Four perfect knowledges
Four perfect knowledges (Skt. catuḥpratisaṃvid; Tib. སོ་སོར་ཡང་དག་པ་རིག་པ་བཞི་, Wyl. so so yang dag par rig pa bzhi):
- perfect knowledge of meaning (Skt. artha; Tib. དོན་སོ་སོར་ཡང་དག་རིག་པ་, Wyl. don so sor yang dag rig pa)
- perfect knowledge of Dharma (Tib. ཆོས་སོ་སོར་ཡང་དག་རིག་པ་, Wyl. chos so sor yang dag rig pa)
- perfect knowledge of language (Skt. nirukti; Tib.ངེས་ཚིག་སོ་སོར་ཡང་དག་རིག་པ་, Wyl nges tshig so sor yang dag rig pa)
- perfect knowledge of courageous eloquence (Skt. pratibhāna; Tib. སྤོབས་པ་སོ་སོར་ཡང་དག་རིག་པ་, Wyl. spobs pa so sor yang dag rig pa)

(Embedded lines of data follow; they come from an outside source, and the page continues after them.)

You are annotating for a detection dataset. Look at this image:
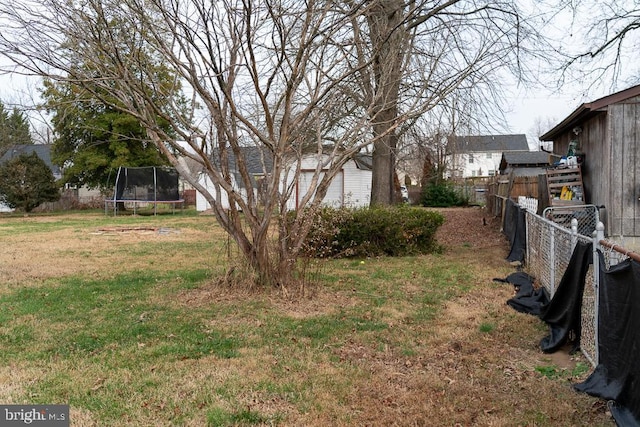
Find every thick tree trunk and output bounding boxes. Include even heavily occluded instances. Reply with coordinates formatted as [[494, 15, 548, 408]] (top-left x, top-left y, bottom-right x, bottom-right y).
[[367, 0, 406, 205]]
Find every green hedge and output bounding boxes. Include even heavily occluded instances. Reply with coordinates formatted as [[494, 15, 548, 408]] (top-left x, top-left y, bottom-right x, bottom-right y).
[[305, 206, 444, 258]]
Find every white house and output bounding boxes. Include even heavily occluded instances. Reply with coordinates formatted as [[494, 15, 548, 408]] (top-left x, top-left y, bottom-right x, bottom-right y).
[[289, 153, 372, 209], [448, 134, 529, 178], [196, 147, 372, 212]]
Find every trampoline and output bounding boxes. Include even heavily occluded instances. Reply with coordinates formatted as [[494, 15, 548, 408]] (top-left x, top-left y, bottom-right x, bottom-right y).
[[104, 166, 184, 216]]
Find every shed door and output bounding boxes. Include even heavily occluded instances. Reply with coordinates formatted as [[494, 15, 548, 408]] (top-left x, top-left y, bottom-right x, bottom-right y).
[[296, 171, 344, 208]]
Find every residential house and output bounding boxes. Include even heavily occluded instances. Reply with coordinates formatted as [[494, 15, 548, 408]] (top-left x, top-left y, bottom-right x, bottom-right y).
[[499, 151, 555, 176], [540, 85, 640, 247], [447, 134, 529, 178]]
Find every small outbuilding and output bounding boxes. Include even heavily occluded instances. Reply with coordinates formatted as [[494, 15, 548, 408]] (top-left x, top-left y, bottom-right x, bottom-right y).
[[540, 85, 640, 240]]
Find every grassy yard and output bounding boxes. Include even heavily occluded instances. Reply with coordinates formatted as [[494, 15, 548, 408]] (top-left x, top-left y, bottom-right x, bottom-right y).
[[0, 207, 613, 426]]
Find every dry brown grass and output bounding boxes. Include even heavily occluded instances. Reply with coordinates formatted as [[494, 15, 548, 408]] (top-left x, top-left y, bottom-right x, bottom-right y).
[[0, 208, 613, 426]]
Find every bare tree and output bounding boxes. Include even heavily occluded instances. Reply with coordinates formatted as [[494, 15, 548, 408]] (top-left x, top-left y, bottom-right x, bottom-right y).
[[349, 0, 544, 204], [544, 0, 640, 92]]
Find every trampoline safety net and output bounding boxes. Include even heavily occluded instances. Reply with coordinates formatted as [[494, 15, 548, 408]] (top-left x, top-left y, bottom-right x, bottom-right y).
[[113, 166, 180, 202]]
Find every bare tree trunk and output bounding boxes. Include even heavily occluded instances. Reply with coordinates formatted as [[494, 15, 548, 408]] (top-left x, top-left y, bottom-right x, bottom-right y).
[[367, 0, 407, 205]]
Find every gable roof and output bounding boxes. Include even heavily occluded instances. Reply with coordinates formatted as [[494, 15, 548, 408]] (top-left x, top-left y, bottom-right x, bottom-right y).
[[450, 134, 529, 153], [502, 151, 551, 166], [538, 85, 640, 141], [0, 144, 62, 178], [353, 153, 373, 171]]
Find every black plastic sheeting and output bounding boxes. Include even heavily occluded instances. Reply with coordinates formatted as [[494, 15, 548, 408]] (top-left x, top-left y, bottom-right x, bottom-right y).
[[540, 241, 593, 353], [574, 254, 640, 427], [502, 199, 527, 262], [494, 271, 549, 316]]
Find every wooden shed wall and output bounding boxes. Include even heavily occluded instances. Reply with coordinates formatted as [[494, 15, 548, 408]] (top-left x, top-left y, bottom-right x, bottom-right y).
[[554, 97, 640, 237], [607, 98, 640, 236]]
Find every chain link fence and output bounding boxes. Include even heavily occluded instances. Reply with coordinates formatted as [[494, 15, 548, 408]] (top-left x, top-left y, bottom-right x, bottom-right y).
[[525, 209, 598, 367]]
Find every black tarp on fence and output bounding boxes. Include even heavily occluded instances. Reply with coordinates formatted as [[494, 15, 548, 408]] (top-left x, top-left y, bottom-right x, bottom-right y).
[[575, 253, 640, 427], [502, 199, 527, 262]]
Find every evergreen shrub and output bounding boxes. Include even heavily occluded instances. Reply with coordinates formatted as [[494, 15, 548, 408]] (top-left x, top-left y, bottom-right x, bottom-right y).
[[298, 206, 444, 258]]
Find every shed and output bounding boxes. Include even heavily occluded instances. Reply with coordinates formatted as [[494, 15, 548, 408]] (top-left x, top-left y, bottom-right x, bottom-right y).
[[196, 147, 372, 211], [447, 134, 529, 178], [289, 153, 373, 209], [540, 85, 640, 238]]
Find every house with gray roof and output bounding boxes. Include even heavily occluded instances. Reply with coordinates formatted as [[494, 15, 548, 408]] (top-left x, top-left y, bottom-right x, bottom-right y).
[[447, 134, 529, 178], [0, 144, 62, 180], [500, 151, 556, 176]]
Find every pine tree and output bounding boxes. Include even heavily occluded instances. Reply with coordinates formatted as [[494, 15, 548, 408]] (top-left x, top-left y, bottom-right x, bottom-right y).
[[0, 152, 60, 212]]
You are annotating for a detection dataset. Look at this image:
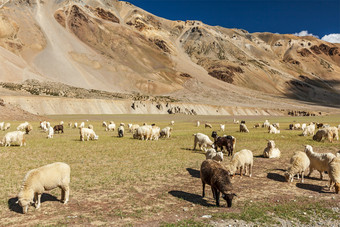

The four perfect knowledges are included within the twenty-one sets of immaculate qualities.
In Mipham Rinpoche's Khenjuk, these are described as the means of maintaining the vast and profound teachings, i.e., the ten topics of knowledge (the vast) and the four seals (the profound).
In the Abhidharma tradition, they are part of the exclusive qualities of a buddha.
Alternative Translations
- Four analytic insights (Andy Rotman)
- Four analytical knowledges (Edward Conze)
- Four genuine masteries of specifics
- Four specific perfect understandings[1]
- Specific perfect understanding of dharma
- Specific perfect understanding of meaning
- Specific perfect understanding of definitive words
- Specific perfect understanding of confidence
References
- ↑ Tibetan-English Dictionary of Buddhist Terminology, Tsepak Rigdzin, Library of Tibetan Works and Archives.